The further we sink into video-ready Weltschmerz these days, the more I appreciate the manicured malaise of Goth and its practitioners. Both hinge on the adolescent obsession with death and misery, each mistaking unsmiling pretentiousness for profundity, but the innate appeal of Goth lies in its more obvious fraudulence. You can be sure that most of the Hell-Night-at-Man-Ray crowd don’t really want to die; there might be no black nail polish in the next world, after all. It’s heartening, therefore, that the U.S. arm of Beggars Banquet has finally made the first post-Bauhaus projects of sepulchral song-stylist Peter Murphy available on these shores. Like most of his former Haus-mates, Murphy’s solo work has met with almost universal critical derision (and no, I don’t consider anybody who willingly publishes haiku with too many syllables on the subject of Nosferatu’s dental hygiene a critic), but, and this may be just the art-phag inside me talking, these two albums, encompassing Murphy’s transition from biting necks to giving elegant hickies, go down quite smoothly, thank you.

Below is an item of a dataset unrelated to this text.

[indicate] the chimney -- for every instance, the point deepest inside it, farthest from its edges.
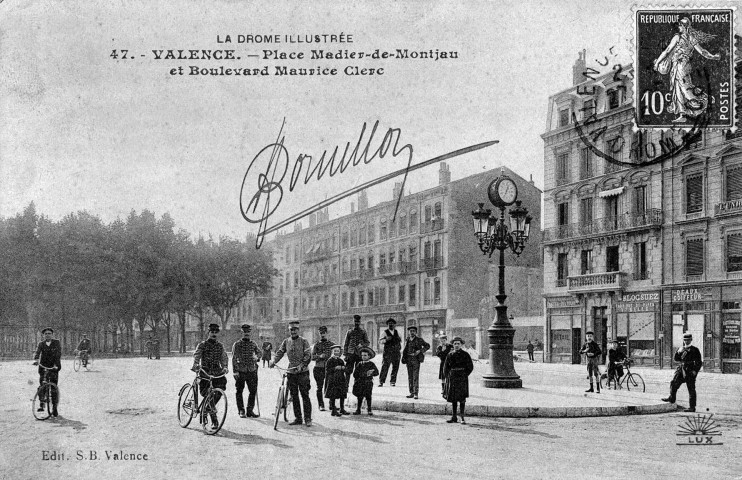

Bauhaus and fellow English art-fops, Japan, parted ways at about the same time, so it was quite logical that Murphy would find a (fleeting) kindred spirit and collaborator in Jap bassist Mick Karn, forming Dalis Car (the relation to the Beefheart tune of the same name stops there), the Blind Faith of pale-skinned, style-conscious Brit post-punk. Like the latter contrivance, they lasted for only one album which was immediately repudiated by its creators, but The Waking Hour (originally released in 1984) fits together Petey’s deep baritone and Karn’s fretless bass punctuations and sensual electronics rather nicely, particularly on the weightless synth-psalm “Cornwall Stone” and the enthnomusical mixed metaphor (looped tabla meets clarinet) “Create and Melt.” A far more verdant and affirmative soundscape than Bauhaus ever attempted, from the Maxfield Parrish cover art on down.

Should The World Fail To Fall Apart (originally released in 1986) ushers in Murphy’s solo career with an even more romantic flourish. 4AD label head Ivo Watts-Russell co-produced, and his influence is evident in the rich, drum-machine-driven aural landscape which sweetens songs like “Canvas Beauty” and “Blue Heart.” There’s also Murphy’s riposte to Daniel Ash’s anti-Murphy song (“Movement of Fear” from Tones on Tail’s Pop album), which incorporates most of that song’s lyrics to ensure you get the point. (Not quite a Lennon/McCartney-esque feud, since Ash contributes “manic guitar” to the damn album.) Two covers, Magazine’s “The Light Pours Out Of Me” and Pere Ubu’s “Final Solution,” round out the album and serve as testaments to Pete’s good taste. The latter is a particularly bizarre choice, especially since David Thomas probably eats things that weigh as much as Murphy for a midnight snack, but it’s pretty magnificent nonetheless, thanks to the white-knuckled beat and the singer’s mock-tough vocal sneer. These are probably the two best records of Murphy’s increasingly austere solo epoch, and eyeliner addicts all across this land should light a black candle at their belated arrival in the States. Post-Goth’s not (un)dead.